Multi-class inference with DetectNet in Driveworks shows only detections for class0

Hello all,

I have successfully trained DetectNet with 3 classes in DIGITS with nvcaffe-0.15. I use a picture size of 1440x912 and a stride of 16, therfore my grid is of size 90x57. When I perform inference in DIGITS with my own data (png files extracted with ffmpeg from an .h264 file), I get detections for all three classes. Therefore I think the DetectNet prototxt file was modified in the right way and also the training seems to have worked out.

Then, I use the tensorRT_optimization tool to create a TensorRT optimized .bin file. Everthing seems to work fine up to here.

Now, I am trying to modify sample_object_dwdetector to be able to detect multiple classes. I used the DriveNet sample as an example and am at the point where I would think it should work.

Unfortunately, I only get detections for class0 (the first class). When I used dwDNN_getOutputSize to check whether the output blobs of my .bin file have the right shape, I noticed that the blobSize of the “bboxes” blob in Driveworks is 1x90x57x4 [batch_size x grid_sz_x x grid_sz_y x 4 (xl, yt, xr, yb)]. This is just as it is written in the DetectNet prototxt file and just how the clustering layer ( in nvcaffe (used by DIGITS for clustering) expects it.

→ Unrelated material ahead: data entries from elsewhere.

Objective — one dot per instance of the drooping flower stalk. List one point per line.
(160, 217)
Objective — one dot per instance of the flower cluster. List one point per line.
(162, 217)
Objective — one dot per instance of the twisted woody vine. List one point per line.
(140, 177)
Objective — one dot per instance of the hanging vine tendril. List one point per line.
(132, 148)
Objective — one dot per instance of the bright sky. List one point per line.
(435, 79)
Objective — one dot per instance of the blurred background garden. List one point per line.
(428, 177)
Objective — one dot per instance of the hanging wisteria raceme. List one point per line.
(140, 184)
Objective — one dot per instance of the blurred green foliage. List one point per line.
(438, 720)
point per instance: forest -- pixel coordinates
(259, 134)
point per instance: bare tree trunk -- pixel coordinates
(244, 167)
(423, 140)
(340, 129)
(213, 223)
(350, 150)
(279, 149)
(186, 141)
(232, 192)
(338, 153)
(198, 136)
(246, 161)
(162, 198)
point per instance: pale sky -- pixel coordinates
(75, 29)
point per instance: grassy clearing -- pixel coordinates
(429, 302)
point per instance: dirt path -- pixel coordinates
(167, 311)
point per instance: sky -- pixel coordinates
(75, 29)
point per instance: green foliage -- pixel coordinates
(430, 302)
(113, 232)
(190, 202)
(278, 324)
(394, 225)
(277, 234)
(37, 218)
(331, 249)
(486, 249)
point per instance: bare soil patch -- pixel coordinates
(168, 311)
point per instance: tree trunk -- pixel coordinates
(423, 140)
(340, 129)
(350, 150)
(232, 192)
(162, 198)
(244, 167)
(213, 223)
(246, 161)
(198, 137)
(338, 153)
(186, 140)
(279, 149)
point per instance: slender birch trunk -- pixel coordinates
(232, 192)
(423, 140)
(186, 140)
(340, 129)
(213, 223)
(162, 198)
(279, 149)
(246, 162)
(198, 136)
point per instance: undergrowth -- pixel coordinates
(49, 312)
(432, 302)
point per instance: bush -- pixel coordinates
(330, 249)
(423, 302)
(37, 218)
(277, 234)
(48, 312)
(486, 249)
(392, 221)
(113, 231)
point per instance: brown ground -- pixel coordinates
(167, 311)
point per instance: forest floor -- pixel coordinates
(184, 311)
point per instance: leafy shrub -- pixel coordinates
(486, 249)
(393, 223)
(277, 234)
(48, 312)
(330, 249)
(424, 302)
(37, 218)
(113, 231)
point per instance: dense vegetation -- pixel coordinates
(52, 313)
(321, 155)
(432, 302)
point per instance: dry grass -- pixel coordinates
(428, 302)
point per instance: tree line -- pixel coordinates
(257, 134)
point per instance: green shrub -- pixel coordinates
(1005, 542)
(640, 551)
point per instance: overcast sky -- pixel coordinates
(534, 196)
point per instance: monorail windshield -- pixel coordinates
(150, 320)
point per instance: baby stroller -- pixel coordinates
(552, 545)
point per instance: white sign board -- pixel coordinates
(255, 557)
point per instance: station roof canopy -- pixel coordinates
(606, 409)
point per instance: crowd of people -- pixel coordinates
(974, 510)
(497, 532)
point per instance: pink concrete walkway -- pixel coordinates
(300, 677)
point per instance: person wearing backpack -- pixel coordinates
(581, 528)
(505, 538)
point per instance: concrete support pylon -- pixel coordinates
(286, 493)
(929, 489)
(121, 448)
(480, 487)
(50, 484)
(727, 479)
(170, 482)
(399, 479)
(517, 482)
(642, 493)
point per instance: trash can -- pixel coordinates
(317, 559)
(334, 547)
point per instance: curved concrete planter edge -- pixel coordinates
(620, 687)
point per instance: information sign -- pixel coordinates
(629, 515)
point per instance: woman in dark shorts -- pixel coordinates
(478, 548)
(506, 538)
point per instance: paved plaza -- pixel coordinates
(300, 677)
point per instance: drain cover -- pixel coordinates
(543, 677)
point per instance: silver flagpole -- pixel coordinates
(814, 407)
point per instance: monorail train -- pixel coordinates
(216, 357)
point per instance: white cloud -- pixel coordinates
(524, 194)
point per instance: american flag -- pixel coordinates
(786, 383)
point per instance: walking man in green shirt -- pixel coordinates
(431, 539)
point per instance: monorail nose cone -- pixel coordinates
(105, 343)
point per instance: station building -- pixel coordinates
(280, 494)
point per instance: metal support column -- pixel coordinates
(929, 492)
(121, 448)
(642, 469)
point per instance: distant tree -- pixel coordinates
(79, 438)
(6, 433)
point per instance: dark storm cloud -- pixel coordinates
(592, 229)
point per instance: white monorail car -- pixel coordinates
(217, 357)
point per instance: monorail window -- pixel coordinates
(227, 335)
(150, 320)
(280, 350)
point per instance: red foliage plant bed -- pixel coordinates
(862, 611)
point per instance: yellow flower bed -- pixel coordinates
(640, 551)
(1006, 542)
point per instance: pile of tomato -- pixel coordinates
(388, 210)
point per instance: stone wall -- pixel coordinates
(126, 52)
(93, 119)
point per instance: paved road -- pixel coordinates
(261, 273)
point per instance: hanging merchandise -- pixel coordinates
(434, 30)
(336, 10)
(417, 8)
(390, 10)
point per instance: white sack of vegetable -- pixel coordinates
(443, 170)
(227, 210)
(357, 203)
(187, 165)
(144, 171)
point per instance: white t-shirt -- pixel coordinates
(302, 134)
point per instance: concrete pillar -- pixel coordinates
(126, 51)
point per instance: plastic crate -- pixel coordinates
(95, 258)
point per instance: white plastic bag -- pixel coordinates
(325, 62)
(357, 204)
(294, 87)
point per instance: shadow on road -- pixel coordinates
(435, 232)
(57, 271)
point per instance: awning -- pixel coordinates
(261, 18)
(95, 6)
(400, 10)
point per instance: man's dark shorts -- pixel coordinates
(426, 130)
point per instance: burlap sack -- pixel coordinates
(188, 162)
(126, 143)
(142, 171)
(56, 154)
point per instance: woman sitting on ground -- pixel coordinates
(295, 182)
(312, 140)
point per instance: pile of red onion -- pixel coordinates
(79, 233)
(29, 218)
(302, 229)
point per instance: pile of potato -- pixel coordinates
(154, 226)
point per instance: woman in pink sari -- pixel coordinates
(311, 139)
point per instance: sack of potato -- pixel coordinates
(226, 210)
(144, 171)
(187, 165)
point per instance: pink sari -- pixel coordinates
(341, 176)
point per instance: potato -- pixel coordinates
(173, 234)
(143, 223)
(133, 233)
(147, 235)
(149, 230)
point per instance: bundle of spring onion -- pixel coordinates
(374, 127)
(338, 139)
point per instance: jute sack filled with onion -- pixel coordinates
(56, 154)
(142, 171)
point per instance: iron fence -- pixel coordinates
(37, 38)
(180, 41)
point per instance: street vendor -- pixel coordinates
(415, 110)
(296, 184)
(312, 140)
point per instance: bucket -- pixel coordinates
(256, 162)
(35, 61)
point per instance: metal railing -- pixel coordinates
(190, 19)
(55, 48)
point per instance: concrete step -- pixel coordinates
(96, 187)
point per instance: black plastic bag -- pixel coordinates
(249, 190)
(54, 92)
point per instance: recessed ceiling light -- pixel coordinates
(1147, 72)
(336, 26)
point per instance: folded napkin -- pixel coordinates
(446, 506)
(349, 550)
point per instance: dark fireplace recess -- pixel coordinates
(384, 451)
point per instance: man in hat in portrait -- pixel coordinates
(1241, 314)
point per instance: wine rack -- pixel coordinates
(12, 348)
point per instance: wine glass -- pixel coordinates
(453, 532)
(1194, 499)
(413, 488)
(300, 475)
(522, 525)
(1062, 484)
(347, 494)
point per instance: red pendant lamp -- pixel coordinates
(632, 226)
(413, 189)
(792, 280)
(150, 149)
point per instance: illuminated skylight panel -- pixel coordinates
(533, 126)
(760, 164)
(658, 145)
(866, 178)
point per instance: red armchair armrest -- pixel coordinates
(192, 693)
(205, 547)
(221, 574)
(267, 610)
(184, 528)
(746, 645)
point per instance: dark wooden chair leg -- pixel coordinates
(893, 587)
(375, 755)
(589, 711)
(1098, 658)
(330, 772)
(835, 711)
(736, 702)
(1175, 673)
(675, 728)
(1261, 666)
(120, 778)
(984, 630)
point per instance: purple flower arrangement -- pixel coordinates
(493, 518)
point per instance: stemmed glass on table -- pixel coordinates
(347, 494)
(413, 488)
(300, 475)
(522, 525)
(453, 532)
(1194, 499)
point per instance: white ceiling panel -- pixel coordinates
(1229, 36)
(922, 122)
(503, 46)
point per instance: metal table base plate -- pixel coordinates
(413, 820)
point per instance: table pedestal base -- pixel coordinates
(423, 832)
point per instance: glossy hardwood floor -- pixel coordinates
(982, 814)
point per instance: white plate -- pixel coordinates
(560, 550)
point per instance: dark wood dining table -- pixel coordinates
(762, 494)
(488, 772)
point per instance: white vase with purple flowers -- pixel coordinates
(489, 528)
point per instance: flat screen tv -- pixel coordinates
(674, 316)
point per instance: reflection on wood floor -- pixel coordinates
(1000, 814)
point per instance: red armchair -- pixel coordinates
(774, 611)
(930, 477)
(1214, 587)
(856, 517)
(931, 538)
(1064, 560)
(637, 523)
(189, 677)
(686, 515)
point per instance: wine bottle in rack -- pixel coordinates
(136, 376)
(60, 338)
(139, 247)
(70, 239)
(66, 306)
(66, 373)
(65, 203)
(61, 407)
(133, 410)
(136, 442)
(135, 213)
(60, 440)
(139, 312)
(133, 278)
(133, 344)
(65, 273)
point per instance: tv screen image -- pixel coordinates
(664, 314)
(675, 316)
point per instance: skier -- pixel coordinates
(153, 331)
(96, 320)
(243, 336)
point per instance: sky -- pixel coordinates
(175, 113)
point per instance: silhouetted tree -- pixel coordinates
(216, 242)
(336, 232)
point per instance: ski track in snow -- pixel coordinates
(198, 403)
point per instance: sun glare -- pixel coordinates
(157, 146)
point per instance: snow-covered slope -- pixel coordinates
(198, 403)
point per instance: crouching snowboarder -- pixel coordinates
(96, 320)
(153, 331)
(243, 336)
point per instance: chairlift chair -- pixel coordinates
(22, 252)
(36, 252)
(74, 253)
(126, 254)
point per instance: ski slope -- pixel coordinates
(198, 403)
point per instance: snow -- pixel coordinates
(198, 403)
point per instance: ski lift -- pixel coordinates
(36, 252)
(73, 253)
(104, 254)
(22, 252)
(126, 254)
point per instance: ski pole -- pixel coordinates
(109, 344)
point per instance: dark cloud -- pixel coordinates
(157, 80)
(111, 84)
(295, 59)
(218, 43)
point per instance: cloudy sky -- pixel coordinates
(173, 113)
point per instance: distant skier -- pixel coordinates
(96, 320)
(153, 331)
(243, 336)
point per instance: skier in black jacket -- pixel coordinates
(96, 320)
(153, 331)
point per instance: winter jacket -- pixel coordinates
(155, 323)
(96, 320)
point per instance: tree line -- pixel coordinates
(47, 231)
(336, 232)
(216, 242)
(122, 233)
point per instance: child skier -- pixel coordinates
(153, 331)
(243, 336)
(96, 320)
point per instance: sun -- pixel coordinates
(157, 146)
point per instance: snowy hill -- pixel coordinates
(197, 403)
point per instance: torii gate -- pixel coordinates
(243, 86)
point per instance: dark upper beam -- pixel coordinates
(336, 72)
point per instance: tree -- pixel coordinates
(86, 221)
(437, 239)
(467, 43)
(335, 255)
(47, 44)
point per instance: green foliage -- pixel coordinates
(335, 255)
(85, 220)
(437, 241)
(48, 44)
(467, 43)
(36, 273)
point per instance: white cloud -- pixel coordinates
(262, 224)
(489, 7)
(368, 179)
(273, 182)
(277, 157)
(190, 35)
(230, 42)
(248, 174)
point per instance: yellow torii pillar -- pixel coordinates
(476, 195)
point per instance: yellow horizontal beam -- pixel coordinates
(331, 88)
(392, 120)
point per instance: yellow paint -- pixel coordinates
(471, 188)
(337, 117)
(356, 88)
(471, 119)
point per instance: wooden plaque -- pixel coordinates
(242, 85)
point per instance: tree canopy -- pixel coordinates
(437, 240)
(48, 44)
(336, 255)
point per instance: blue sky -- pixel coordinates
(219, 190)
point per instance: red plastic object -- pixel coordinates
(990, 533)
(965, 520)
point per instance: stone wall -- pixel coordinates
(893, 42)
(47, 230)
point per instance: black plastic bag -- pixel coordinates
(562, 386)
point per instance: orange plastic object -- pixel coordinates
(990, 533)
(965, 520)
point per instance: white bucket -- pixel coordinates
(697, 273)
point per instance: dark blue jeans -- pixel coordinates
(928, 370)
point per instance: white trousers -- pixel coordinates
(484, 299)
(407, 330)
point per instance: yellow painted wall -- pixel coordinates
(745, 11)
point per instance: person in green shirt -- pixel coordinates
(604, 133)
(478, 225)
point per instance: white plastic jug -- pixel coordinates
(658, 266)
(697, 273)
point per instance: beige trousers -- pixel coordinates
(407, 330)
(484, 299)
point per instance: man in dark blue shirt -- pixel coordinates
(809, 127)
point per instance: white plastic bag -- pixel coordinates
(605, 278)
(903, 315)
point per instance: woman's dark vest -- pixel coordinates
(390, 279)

However, the Driveworks documentation for dwObjectDetector_initialize() states that “The number of channels in the bounding box blob is equal to 4 times number of classes that the network detects.” So as I understand it, dwObjectDetector_initialize() expects 1x90x57x4x3 as the blobSize for my network.

How do I make this fit together? Why does Driveworks expect 1x90x57x4x3 for the “bboxes” blobSize while DIGITS only gives 1x90x57x4. Why does dwObjectDetector_initialize() in Driveworks want a different number of channels for the “bboxes” blob than DIGITS provides? Is this the reason why I only get detections for class0?

Could somebody from the Nvidia team help?

Best regards,